今回の
Soy Source 記事には、1909年にシアトルで開催された『アラスカ・ユーコン・パシフィック博覧会(Alaska-Yukon Pacific Exposition)』のことを書きました。
ワシントン大学キャンパスで開催されて、キャンパスの基本設計にも寄与した博覧会。
建物のほとんどは石膏製の短期用で、会期が終わるとすぐに取り壊されてしまったものの、キャンパスで長期使用することを前提に建設されたものもいくつか、現役で残ってる。
会場のキモだった、レーニア山が見える噴水広場「レーニアビスタ」も。晴れた日のあの噴水越しのレーニア山の眺めは感動的だけど、1世紀前の万博会場の一部だったというのを知った時にはちょっと驚いた。
スザロ図書館には壁に大きな博覧会当時の写真が飾られているけれど、ワシントン大学の学生も、キャンパスが万博会場だったというのはあんまり知らないようです。
大日本帝国出資の「ニッコー・カフェ」、写真は
aype.net より。賑わってますね。
文明開化の日本国は張り切って欧米の万博に出展しただけでなく、国内でも盛んに博覧会を開催していた。
夏目漱石先生の『虞美人草』を読んでいたら、ちょうど小説が新聞に連載されていた1907年に上野公園で開催された東京勧業博覧会が出て来てた。
(引用)
蛾は燈に集まり、人は電光に集まる。輝くものは天下を牽く。金銀、砂礫、瑪瑙、 瑠璃、閻浮檀金、の属を挙げてことごとく退屈のひとみを見張らして、疲れたる頭をがばとはね起こさせる為に光るのである。…

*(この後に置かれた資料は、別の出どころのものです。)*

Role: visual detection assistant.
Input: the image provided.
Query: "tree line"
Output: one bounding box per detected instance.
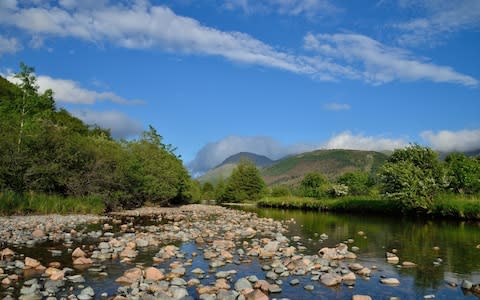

文明を刺激の袋の底に篩い寄せると博覧会になる。博覧会を鈍き夜の砂に漉せば燦たるイルミネーションになる。いやしくも生きてあらば、生きたる証拠を求めんがためにイルミネーションを見て、あっとおどろかざるべからず。文明に麻痺したる文明の民は、あっと驚く時、始めて生きているなと気が付く。
(引用おわり)
シアトルの博覧会はこの2年後だからほぼ同時代。真夜中まで会場を燦爛と飾ったというイルミネーションは、「疲れたる頭をがばとはね起こさせ」たんでしょう。
「文明 」がまだ新しくてピカピカの、金箔つきの唯一無二の価値であった時代。日本は日露戦争でとほうもない数の戦死者を出したけれど、とにかくロシアに勝って、強国になったと鼻息荒かった。欧州も米国も、まだ世界大戦を知らない。